ASIA'S ECONOMIC powerhouse Japan and its biggest emerging market China have signalled they remain ready to bring their resources to bear as part of global efforts to contain the worst financial crisis in decades.
Japan, the world's second-biggest economy, is reeling from the steepest plunge in business confidence in over 30 years, but it has precious little room to manoeuvre on interest rates as they are already edging close to zero at 0.3 per cent.
Meanwhile China, the world's fourth-biggest economy, has managed to escape recession so far but there are growing fears that it may see a sharper slowdown than previously expected. The fiscal battle is on to make sure that the landing is not too hard, and the government is reaching for its armoury of fiscal stimulus programmes and aggressive interest rate cuts.
The Bank of Japan meets at the end of this week and it is possible it will make a move, similar to one it did a few years back when the economy seized up, called quantitative easing, which basically means flooding the banks with money at zero-interest in order to breathe life into stagnant lending markets and give the economy a boost. The central bank cut rates by 0.2 percentage points in October.
Fears in Japan are that the recession will be the worst since the economic bubble burst in the 1990s. Bank of Japan governor Masaaki Shirakawa even harkened back to a grimmer time than that, the Great Depression.
"The last time the world economy was in severe conditions was 1929 and the years that followed. Things are not completely the same today, but we can say it is in the severest conditions since then," he told parliamentarians, while pledging "appropriate action".

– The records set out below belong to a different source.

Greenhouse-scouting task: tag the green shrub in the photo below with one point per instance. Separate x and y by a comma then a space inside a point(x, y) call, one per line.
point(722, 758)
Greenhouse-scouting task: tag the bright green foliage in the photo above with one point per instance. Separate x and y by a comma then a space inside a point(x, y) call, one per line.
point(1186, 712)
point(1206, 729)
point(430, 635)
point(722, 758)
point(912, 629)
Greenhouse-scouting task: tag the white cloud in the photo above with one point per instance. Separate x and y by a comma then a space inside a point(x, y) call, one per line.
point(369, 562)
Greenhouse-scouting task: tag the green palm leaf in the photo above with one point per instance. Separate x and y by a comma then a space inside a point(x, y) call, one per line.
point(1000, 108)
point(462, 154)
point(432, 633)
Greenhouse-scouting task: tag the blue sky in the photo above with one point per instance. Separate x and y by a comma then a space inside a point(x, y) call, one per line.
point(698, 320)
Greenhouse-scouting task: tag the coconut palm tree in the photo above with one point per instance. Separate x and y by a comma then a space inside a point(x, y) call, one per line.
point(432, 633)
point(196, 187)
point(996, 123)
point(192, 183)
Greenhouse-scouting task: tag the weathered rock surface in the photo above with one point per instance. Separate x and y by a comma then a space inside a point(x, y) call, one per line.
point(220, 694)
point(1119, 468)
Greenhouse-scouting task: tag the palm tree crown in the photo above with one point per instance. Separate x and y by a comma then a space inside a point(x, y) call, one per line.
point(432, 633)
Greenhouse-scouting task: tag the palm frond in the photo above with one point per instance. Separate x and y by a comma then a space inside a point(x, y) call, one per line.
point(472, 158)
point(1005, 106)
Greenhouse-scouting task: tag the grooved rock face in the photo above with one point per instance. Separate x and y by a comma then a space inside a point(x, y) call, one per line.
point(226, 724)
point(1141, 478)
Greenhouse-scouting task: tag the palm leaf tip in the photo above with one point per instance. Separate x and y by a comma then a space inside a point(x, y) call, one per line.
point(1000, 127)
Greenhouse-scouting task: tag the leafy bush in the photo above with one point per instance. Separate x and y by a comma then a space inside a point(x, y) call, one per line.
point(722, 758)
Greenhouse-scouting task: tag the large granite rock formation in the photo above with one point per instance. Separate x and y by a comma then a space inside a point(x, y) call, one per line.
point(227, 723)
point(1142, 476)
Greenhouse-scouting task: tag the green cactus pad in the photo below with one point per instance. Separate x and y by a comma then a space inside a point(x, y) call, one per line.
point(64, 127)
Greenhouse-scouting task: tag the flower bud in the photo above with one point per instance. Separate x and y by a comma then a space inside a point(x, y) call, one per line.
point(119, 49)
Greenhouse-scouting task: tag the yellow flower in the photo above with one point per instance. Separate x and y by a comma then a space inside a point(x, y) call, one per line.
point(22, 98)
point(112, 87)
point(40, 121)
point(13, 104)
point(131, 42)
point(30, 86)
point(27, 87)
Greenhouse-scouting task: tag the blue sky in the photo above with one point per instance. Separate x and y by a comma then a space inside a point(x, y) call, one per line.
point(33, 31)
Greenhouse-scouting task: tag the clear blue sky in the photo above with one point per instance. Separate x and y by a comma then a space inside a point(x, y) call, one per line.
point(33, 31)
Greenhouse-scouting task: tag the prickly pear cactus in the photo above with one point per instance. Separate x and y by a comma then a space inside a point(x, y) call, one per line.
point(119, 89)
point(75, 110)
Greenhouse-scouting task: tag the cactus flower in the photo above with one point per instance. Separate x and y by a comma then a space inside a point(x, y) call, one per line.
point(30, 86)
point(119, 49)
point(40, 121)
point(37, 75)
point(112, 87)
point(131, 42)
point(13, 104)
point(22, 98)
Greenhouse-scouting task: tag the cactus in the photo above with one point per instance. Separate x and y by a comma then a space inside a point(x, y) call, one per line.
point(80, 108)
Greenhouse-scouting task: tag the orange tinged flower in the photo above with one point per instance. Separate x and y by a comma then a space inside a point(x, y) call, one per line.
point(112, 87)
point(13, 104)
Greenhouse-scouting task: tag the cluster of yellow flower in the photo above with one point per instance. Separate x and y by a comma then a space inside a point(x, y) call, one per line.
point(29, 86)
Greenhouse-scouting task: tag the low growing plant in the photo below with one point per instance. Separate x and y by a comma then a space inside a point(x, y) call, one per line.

There have been reports that the Japanese central bank was considering buying commercial paper directly from companies to ease their funding crunch.
In China, there are fears of the worst growth in two decades as the slowdown deepens before a 4 trillion yuan (€426 billion) stimulus package announced last month kicks in.
The Chinese central bank has reduced the one-year lending rate to 5.58 per cent from 7.47 per cent in September and dropped quotas limiting lending by banks.
China's capital spending rose close to 27 per cent in the first 11 months of 2008 over a year earlier, but slowing from the first 10 months, prompting fears of a sudden slowdown.
Spending on factories and real estate rose 26.8 per cent in the first 11 months from a year earlier, down from a 27.2 per cent gain through October, the statistics bureau said today.
The data added to news last week that its trade surplus swelled to a record in November, but exports and imports unexpectedly shrank, industrial output grew the least since 1999 in November and sluggish demand globally and domestically pushed inflation down sharply, raising the risk of deflation.